Alfaro-Lara Roberto, Espinosa-Ortega Hector Fabricio, Arce-Salinas César Alejandro
Staff member, Hospital Central Sur Pemex, Mexico.
Assistant professor, Rheumatology consultant, Staff member, Hospital Central Sur Pemex, Mexico.
Reumatol Clin (Engl Ed). 2019 May-Jun;15(3):133-139. doi: 10.1016/j.reuma.2017.07.020. Epub 2017 Sep 1.
To assess the efficacy and side effects of methotrexate and leflunomide in patients with rheumatoid arthritis (RA) as the first disease-modifying antirheumatic drug (DMARD).
We performed a systematic review and meta-analysis of clinical studies that included patients who took methotrexate, leflunomide, placebo or another DMARD for RA treatment. A systematic review yielded 1971 articles from databases; once completely reviewed, 73 trials that completed inclusion criteria were selected. In structured workshops for discussion and assessment of each article, 6 could be meta-analyzed for the primary and secondary outcomes: achievement of American College of Rheumatology (ACR) 20 and its core set components; and change of serum C-reactive protein (CRP) levels, Health Assessment Questionnaire Disability Index (HAQ-Di), liver enzyme aspartate transaminase/alanine transaminase ratio, new gastrointestinal (GI) side effects and infections.
A total of 1984 patients were included: 986 took leflunomide and 998 methotrexate.

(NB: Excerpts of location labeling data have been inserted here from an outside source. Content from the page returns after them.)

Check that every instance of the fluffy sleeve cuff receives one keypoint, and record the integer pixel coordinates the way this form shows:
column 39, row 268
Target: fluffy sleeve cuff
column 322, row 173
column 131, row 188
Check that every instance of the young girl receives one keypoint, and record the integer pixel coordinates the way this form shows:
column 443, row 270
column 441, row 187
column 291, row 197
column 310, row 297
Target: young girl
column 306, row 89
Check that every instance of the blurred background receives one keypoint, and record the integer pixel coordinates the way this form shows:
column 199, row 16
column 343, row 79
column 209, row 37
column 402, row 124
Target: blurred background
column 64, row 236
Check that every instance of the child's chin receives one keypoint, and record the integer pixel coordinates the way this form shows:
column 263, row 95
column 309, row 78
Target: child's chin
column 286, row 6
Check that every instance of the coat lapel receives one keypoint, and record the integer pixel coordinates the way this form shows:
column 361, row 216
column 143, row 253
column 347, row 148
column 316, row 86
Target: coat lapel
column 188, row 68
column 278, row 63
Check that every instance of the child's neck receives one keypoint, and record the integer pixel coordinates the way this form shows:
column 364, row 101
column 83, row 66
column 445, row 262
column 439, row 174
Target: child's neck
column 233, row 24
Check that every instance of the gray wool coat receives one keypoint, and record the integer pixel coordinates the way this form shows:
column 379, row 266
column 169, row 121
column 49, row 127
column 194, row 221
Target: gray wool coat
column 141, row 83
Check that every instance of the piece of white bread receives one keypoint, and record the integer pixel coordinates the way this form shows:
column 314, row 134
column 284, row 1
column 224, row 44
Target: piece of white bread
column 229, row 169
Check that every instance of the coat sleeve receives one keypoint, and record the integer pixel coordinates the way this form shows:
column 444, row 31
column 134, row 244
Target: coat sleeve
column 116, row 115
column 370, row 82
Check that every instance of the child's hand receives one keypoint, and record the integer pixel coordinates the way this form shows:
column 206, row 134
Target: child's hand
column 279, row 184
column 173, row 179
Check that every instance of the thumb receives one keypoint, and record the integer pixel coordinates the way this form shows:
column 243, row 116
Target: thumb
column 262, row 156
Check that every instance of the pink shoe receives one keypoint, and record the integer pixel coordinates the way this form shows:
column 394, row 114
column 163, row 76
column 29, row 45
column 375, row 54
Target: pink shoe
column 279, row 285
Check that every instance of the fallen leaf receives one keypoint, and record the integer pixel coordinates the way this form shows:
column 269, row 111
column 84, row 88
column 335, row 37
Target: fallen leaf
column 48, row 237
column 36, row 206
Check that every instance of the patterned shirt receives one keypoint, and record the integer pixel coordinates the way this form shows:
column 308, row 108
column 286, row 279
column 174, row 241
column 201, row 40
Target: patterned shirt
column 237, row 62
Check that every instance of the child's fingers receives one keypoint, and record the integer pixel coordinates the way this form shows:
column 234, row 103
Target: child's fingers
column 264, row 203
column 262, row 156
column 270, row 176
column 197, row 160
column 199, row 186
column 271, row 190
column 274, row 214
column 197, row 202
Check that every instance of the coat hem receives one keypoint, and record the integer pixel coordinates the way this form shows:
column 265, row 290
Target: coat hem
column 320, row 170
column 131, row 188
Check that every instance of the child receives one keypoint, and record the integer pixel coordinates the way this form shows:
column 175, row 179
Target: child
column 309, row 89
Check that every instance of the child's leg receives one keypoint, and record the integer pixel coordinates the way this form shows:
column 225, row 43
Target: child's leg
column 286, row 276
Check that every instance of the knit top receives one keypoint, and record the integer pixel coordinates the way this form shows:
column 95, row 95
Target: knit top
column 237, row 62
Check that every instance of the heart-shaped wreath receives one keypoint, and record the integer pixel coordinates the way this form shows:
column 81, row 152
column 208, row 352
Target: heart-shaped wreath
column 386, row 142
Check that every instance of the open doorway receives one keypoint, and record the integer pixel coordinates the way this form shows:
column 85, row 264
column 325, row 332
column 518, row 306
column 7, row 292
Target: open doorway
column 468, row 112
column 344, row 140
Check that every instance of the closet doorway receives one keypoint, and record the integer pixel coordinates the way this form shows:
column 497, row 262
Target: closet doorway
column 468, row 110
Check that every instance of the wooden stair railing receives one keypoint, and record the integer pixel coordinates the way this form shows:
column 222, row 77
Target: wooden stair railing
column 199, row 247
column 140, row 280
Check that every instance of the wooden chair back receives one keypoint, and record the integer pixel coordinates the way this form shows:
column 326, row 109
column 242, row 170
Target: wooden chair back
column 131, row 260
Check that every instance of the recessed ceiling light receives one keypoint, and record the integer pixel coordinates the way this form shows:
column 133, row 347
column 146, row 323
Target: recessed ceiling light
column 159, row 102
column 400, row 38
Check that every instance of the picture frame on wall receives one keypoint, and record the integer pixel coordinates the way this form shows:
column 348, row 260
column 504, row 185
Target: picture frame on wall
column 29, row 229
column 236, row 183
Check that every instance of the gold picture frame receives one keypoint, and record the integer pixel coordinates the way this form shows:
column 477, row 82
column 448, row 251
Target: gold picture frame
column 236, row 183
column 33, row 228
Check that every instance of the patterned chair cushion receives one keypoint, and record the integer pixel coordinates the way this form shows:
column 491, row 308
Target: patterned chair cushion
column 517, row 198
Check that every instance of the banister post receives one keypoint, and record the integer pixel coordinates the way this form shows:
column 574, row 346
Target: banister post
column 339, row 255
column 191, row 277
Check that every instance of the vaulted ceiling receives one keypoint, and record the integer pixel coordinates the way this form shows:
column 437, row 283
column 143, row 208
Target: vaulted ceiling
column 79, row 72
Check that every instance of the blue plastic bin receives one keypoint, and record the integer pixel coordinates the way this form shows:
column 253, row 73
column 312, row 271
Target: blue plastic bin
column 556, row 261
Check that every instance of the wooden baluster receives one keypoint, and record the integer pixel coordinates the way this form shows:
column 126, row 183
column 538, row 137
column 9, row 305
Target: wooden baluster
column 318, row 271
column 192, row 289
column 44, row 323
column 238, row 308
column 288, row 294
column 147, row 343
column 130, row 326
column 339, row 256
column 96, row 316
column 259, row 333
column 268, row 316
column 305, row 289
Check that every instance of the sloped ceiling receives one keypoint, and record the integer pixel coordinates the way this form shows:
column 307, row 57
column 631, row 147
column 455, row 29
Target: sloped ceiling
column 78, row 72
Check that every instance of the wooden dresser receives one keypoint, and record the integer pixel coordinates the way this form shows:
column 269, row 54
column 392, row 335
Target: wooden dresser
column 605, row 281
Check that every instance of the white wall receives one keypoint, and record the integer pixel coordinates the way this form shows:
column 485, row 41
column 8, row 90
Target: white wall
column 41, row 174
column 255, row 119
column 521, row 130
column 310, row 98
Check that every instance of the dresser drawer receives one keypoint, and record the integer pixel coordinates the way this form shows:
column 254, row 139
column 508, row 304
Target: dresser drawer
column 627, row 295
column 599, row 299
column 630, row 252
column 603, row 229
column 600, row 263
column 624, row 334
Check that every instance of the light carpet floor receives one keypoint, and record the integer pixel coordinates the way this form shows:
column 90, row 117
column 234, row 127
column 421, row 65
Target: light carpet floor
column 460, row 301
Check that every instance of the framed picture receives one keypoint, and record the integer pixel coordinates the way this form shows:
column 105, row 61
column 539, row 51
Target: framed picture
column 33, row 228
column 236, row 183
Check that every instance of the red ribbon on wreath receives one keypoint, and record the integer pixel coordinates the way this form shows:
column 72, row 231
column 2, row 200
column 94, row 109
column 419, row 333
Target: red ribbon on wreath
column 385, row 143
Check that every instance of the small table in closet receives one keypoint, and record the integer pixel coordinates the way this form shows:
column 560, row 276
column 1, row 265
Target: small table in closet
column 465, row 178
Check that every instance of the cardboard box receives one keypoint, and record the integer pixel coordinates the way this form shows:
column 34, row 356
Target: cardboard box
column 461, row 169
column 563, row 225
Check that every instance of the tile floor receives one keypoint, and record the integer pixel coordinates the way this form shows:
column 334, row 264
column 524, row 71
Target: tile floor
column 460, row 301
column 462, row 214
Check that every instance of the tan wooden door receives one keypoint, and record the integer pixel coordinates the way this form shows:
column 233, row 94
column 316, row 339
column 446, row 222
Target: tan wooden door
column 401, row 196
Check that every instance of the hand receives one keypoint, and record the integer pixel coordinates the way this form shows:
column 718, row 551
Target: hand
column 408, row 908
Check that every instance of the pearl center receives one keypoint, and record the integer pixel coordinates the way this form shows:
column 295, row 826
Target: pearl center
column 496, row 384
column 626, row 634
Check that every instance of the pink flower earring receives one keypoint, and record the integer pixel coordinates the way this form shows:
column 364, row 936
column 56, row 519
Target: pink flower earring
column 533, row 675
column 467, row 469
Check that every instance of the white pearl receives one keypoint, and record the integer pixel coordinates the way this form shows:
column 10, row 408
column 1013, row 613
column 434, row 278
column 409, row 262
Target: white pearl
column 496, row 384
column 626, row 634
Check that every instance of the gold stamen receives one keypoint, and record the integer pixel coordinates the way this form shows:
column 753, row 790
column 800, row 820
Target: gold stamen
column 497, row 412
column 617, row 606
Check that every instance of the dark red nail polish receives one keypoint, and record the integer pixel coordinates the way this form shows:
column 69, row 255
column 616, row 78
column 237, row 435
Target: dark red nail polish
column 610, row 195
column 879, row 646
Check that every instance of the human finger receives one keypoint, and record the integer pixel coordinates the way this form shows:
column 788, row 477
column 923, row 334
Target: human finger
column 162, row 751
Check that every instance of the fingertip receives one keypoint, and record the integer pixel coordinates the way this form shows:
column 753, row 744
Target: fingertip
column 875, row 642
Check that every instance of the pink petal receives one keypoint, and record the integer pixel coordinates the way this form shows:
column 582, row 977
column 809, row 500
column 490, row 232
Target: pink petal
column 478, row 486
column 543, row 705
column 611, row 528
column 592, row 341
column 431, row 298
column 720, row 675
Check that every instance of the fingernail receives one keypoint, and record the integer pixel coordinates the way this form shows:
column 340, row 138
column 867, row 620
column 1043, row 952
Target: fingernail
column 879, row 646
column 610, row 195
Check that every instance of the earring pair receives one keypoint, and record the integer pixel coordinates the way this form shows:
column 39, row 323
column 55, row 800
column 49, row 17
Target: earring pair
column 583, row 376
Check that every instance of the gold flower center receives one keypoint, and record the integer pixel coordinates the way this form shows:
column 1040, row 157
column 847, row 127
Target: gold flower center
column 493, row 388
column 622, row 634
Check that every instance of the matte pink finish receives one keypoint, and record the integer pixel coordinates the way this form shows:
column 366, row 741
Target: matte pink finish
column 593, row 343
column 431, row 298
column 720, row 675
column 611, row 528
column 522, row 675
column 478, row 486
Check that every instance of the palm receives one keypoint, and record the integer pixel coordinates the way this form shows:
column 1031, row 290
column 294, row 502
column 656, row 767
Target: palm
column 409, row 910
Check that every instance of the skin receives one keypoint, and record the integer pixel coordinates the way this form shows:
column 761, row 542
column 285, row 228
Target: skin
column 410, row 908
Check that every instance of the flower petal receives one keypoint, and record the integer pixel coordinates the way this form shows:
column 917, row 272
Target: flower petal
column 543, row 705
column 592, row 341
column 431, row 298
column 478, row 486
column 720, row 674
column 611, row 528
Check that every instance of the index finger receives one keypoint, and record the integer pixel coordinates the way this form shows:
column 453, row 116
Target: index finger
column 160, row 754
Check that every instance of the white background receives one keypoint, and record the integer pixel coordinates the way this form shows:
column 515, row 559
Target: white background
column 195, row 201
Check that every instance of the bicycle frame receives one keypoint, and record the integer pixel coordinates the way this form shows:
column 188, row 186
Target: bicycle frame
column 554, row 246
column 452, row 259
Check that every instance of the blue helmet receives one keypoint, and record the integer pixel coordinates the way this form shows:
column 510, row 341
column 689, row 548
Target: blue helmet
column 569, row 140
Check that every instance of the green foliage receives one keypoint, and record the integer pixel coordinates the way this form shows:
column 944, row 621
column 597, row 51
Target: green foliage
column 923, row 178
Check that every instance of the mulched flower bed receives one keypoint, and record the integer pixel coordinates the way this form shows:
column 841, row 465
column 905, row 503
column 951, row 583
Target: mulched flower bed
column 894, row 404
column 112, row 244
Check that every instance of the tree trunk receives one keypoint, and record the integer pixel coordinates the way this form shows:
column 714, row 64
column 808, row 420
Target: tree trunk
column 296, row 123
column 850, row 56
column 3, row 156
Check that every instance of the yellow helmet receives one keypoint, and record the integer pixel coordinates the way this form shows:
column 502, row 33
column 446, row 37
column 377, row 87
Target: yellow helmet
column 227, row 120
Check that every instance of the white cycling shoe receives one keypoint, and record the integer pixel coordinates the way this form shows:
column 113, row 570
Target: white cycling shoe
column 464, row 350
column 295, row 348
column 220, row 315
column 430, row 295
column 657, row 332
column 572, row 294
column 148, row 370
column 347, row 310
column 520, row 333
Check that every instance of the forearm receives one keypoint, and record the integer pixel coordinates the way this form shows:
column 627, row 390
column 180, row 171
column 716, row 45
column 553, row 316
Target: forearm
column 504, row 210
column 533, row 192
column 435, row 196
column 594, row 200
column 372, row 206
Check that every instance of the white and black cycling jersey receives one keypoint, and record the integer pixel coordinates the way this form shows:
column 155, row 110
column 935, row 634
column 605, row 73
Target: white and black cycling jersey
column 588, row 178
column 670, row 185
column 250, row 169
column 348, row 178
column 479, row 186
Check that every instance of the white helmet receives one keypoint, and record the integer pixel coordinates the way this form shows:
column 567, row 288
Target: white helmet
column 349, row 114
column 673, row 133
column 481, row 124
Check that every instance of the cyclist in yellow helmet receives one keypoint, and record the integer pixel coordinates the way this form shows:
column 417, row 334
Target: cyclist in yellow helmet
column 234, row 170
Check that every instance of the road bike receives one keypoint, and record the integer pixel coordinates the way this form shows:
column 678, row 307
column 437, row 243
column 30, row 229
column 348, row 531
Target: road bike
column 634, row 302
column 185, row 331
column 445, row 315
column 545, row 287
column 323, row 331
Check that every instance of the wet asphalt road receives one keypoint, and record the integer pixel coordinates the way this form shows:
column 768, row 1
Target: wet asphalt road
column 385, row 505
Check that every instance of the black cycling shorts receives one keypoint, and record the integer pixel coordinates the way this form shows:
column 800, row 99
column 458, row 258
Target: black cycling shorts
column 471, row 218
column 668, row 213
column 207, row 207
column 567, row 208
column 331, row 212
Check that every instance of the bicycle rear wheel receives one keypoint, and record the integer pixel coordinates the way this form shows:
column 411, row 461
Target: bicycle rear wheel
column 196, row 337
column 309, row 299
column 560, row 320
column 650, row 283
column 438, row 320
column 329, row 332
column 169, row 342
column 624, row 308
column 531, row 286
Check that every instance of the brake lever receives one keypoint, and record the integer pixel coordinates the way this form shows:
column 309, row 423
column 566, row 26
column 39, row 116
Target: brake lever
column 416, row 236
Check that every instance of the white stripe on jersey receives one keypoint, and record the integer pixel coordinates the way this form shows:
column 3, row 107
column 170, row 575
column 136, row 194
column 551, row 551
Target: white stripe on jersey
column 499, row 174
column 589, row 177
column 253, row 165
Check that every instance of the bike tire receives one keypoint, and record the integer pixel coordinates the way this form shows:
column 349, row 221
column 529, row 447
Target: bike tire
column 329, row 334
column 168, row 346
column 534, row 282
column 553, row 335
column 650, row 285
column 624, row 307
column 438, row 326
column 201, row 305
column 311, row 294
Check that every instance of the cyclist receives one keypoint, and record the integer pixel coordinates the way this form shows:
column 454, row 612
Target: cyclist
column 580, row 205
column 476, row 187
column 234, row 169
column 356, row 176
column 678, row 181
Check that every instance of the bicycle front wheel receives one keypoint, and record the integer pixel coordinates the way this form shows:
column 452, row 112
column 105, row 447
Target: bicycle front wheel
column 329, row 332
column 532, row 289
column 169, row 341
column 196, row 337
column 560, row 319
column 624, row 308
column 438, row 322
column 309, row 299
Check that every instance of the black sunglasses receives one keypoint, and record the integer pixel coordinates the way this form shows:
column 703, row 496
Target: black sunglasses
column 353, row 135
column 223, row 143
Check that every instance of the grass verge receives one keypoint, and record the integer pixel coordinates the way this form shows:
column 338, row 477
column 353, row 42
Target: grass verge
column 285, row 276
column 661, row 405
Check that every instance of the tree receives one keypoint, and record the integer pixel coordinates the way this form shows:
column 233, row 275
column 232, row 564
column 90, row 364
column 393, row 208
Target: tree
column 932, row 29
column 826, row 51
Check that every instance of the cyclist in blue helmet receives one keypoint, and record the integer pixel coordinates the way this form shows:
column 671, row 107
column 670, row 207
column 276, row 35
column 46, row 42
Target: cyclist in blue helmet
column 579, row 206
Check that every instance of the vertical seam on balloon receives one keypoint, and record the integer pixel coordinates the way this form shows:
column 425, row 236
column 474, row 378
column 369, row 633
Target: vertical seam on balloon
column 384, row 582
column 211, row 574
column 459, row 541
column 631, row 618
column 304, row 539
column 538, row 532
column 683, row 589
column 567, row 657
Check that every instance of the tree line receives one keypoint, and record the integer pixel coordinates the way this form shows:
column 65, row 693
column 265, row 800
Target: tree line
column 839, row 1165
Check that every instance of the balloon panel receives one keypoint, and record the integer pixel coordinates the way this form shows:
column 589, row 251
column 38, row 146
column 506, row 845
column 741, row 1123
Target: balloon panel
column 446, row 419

The probability of achieving ACR 20 had an odds ratio (OR) of 0.88 (95% confidence interval [CI] 0.74, 1.06) with a trend toward favoring methotrexate; reduction of the swollen joint count was greater for methotrexate: mean difference=0.82 (95%CI 0.24, 1.39); tender joint count, physician global assessment, HAQ-Di, and serum CRP levels revealed no significant difference between groups. Increased liver enzymes were more frequent in the leflunomide group, OR=0.38 (95%CI 0.27, 0.53), and new GI complaints were more common with methotrexate (OR=1.44; 95%CI 1.17, 1.79). There was no difference in the incidence of non-severe infections.
Leflunomide used as the first DMARD in RA seemed to be as efficacious as methotrexate; only the reduction of swollen joint count was more marked for methotrexate. Leflunomide was linked to a greater increase in liver enzymes, but there were fewer GI complaints.
评估甲氨蝶呤和来氟米特作为类风湿关节炎(RA)患者的首种改善病情抗风湿药(DMARD)的疗效及副作用。
我们对临床研究进行了系统评价和荟萃分析,这些研究纳入了接受甲氨蝶呤、来氟米特、安慰剂或其他DMARD治疗RA的患者。系统评价从数据库中检索到1971篇文章;经全面审查后,选择了73项符合纳入标准的试验。在用于讨论和评估每篇文章的结构化研讨会上,6项试验可针对主要和次要结局进行荟萃分析:达到美国风湿病学会(ACR)20及其核心指标;血清C反应蛋白(CRP)水平、健康评估问卷残疾指数(HAQ-Di)、肝酶天冬氨酸转氨酶/丙氨酸转氨酶比值的变化、新出现的胃肠道(GI)副作用和感染情况。
共纳入1984例患者:986例服用来氟米特,998例服用甲氨蝶呤。达到ACR 20的概率的比值比(OR)为0.88(95%置信区间[CI] 0.74,1.06),有倾向于甲氨蝶呤的趋势;甲氨蝶呤使肿胀关节计数减少更明显:平均差值=0.82(95%CI 0.24,1.39);压痛关节计数、医生整体评估、HAQ-Di和血清CRP水平在两组间无显著差异。来氟米特组肝酶升高更常见,OR=0.38(95%CI 0.27,0.53),而甲氨蝶呤导致的新的胃肠道不适更常见(OR=1.44;95%CI 1.17,1.79)。非严重感染的发生率无差异。
来氟米特作为RA患者的首种DMARD似乎与甲氨蝶呤疗效相当;仅甲氨蝶呤使肿胀关节计数减少更显著。来氟米特与肝酶升高幅度更大有关,但胃肠道不适较少。